Un examen de la loi budgétaire de l’année en cours (mars 2024-mars 2025, année iranienne 1403) montre que 32,1 % des dépenses sont consacrées aux questions militaires et de sécurité. Cela comprend les coûts du CGRI, de l’armée, de la milice du Bassidj, des forces de sécurité de l’État, du ministère de la défense, etc.[2]
Où va réellement l’argent?
Le « Comité de secours de l’Imam Khomeiny » dispose d’une allocation budgétaire de plus de 18,5 billions de tomans dans cette loi, ce qui équivaut à 580 millions d’euros. Ce comité se présente comme une organisation caritative visant à aider les pauvres et les ménages dirigés par des femmes. Une petite partie de cette affirmation est vraie.
En Iran, il existe environ 5 millions de femmes cheffes de famille et le Comité de secours fournit une petite aide à 1,2 million d’entre elles.[3]
Le Comité ne vient pas en aide aux 3,8 millions de femmes cheffes de famille restantes, car il a une autre mission : des projets de construction en Syrie et au Liban, ainsi qu’un soutien financier et social aux combattants supplétifs du régime dans ces pays.
Selon un rapport de l’Eurasia Foundation, entre 2012 et 2022, environ deux milliards de dollars ont été consacrés à la restauration et à l’entretien des sites religieux chiites en Syrie par le Comité de secours et le siège de la construction de Khatam al-Anbiya.
Une autre entité recevant des fonds du budget annuel du gouvernement est la « Fondation du logement de la révolution islamique ». Cette fondation prétend se consacrer à la construction de logements abordables pour les pauvres. Cependant, elle est en réalité l’une des institutions qui soutiennent les efforts de guerre du régime en Syrie et au Liban. La Banque centrale de Syrie rapporte qu’entre 2016 et 2021, la Fondation pour le logement de la révolution islamique a dépensé jusqu’à 1,5 milliard de dollars pour la reconstruction de zones résidentielles à Alep.[4]
La dictature de Bachar Assad, renversée en décembre 2024, a pesé massivement sur le budget iranien.
Le Bureau de recherche du Congrès américain et l’Institut international de recherche sur la paix de Stockholm (SIPRI) indiquent que depuis le début de la guerre civile syrienne en 2011 jusqu’en 2023, le régime iranien a dépensé entre 30 et 35 milliards de dollars en infrastructures militaires et logistiques, en formation des forces syriennes et en déploiement de conseillers militaires en Syrie.[5]
En plus de cette somme, entre 2011 et 2021, le régime iranien a versé 50 milliards de dollars en espèces ou en livraisons de pétrole bon marché à la dictature de Bachar el-Assad. Ce montant figure dans un document interne du ministère des Affaires étrangères.[6]
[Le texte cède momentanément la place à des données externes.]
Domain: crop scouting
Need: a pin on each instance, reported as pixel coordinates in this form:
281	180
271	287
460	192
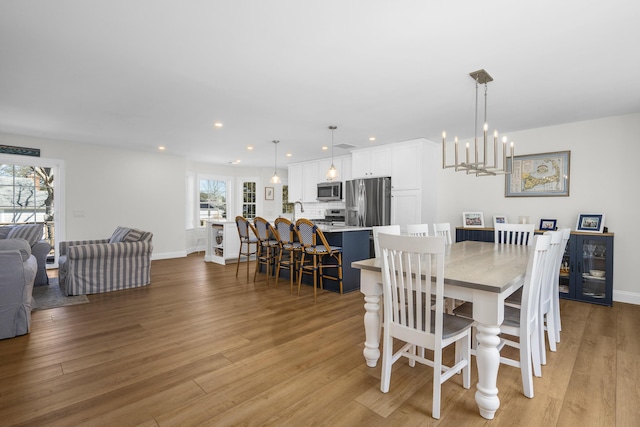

Qu’en est-il de la santé, de l’éducation et de la protection sociale
Peu de budget est alloué aux soins de santé, à l’éducation, à la protection sociale ou aux infrastructures. Les personnels infirmiers, les enseignants, les retraités, les travailleurs, etc., ne cessent de protester et de faire grève en raison de la pauvreté et de l’inflation.
Les porte-parole du gouvernement expliquent que ce manque de financement vient du fait que les sanctions internationales ont réduit les revenus de l’Iran. Il est vrai que ces dernières années, les gouvernements occidentaux, y compris l’Union européenne et les États-Unis, ont émis à plusieurs reprises des avis de sanctions visant des individus et des entités iraniennes. Toutefois, ces sanctions ont surtout été symboliques et ne sont pas allées au-delà de l’inscription de noms sur des listes noires. Par conséquent, elles n’ont pas eu d’impact significatif sur le chiffre d’affaires financier, le commerce extérieur ou les exportations de pétrole et de gaz de l’Iran.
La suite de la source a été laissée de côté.